Gosto muito de batalhas, e foi em outro ícone da literatura que fui buscar inspiração. Tolkien não me bastava. Não serão raras as alusões às paredes de escudos, às lanças preparadas para o combate, às entranhas esparramadas na frente de batalha. Aí entra Bernard Cornwell, mestre do romance histórico, para me aconselhar. Sempre fui fã de carteirinha dele e é em sua narrativa que bebo, com orgulho, para ilustrar minhas cenas de guerra, com homens matando homens com ódio nos olhos e o coração cheio de medo. Sim, meus heróis tem medo. Não são invulneráveis, e muitas vezes chegam próximos demais da morte. No caso, o herói que precisa da ajuda que só pode vir de uma cidade de magos necromantes, que Tellor conhece e teme, de longa data.
O texto nos leva então às clássicas masmorras, os dungeons tão queridos dos jogadores de RPG, que contém um perigo a cada esquina e prostra os herois com o peso de labirintos de pedra impenetráveis. Não há para onde ir senão para frente. E criaturas monstruosas dominam os calabouços sob Tull Saitanes, um local para onde os homens não deveriam ir: as Tumbas de Tetrogolls. Perceberam os nomes? Gosto de nomes de fantasia, fortes, sinistros, despertando por vezes um mal muito próximo de sua inspiração. As mazelas por que passa Karizem e seu grupo o levam para um submundo de medo e assombrações, e também para o próximo volume da saga, O Livro da Escuridão.

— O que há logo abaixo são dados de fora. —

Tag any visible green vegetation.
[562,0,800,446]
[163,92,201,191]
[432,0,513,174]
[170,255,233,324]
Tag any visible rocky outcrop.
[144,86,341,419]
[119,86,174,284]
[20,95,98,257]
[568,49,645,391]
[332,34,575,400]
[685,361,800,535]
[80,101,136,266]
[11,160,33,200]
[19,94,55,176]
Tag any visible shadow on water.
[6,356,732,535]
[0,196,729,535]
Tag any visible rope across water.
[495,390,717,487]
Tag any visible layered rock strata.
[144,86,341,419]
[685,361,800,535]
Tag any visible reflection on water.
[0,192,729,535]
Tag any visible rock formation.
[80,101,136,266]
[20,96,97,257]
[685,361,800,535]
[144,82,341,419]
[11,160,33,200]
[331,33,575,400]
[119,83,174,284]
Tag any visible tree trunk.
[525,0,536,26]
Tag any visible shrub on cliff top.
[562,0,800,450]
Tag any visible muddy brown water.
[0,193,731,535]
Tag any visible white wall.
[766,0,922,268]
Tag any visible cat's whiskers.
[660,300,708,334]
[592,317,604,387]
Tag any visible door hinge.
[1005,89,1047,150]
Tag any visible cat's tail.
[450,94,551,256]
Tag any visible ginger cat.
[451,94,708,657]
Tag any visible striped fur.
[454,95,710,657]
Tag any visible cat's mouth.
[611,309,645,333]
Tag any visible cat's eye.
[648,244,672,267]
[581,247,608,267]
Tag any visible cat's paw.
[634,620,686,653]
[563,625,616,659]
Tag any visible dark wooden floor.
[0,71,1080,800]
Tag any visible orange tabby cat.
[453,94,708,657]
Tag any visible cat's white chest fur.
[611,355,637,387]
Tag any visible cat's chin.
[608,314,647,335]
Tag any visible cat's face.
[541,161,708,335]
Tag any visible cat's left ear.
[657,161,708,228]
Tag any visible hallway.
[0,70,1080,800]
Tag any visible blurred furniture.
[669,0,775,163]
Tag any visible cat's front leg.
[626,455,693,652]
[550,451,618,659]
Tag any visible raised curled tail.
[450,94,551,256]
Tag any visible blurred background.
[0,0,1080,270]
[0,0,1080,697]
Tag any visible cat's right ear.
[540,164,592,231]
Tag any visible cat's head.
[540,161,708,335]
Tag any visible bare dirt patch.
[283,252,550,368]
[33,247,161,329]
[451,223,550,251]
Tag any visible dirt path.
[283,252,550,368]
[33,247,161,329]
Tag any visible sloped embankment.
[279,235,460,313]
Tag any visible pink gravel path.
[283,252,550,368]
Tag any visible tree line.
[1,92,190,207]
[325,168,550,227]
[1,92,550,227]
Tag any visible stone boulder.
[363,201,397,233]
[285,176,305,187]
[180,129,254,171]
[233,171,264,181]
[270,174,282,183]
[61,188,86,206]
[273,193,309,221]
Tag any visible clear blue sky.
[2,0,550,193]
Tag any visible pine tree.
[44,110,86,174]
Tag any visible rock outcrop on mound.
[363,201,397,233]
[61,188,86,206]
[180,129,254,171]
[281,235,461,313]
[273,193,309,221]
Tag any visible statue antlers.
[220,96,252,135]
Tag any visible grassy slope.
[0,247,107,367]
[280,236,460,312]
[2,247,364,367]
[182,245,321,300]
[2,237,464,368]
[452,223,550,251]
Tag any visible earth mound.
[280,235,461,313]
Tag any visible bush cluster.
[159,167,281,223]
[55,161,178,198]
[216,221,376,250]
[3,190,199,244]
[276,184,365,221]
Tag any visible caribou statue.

Não poupo a magia, como já disse antes. Livros de fantasia tem que usar e abusar do que lhes dá razão de ser. Meto Karizem e os outros caras em masmorras recheadas dos mais sombrios e nefastos vilões, armados do fogo arcano e da transmutação de formas, que mudam lindas donzelas em monstruosidades sombrias das florestas e charcos. Faço com que os próprios vilões, na verdade, tenham que mostrar que valem mais que sua própria ambição, tornando-os aliados sem que queiram, para seu ódio infinito. É assim que vejo vilões, cheios de raiva, de descontrole, ou ao contrário, de um controle doentio e dissimulado.
Fiz A Fome de Íbus (todos os quatro livros), para leitores. Para jovens e adultos que gostem de uma boa escrita, com conteúdo e bons momentos dentro da literatura, e não só para consumidores de histórias fantásticas. A eles também, claro, dedico minha obra. O que seria um bom livro de fantasia sem o frenesi das fugas, do despencar das alturas e da retomada dos voos nas asas de um dragão? O que seria da história se não houvesse fadas e um bruxo sedento por almas para manter-se mau, por mais um mileniozinho? Para você, leitor, fiz A Fome de Íbus. Espero que goste!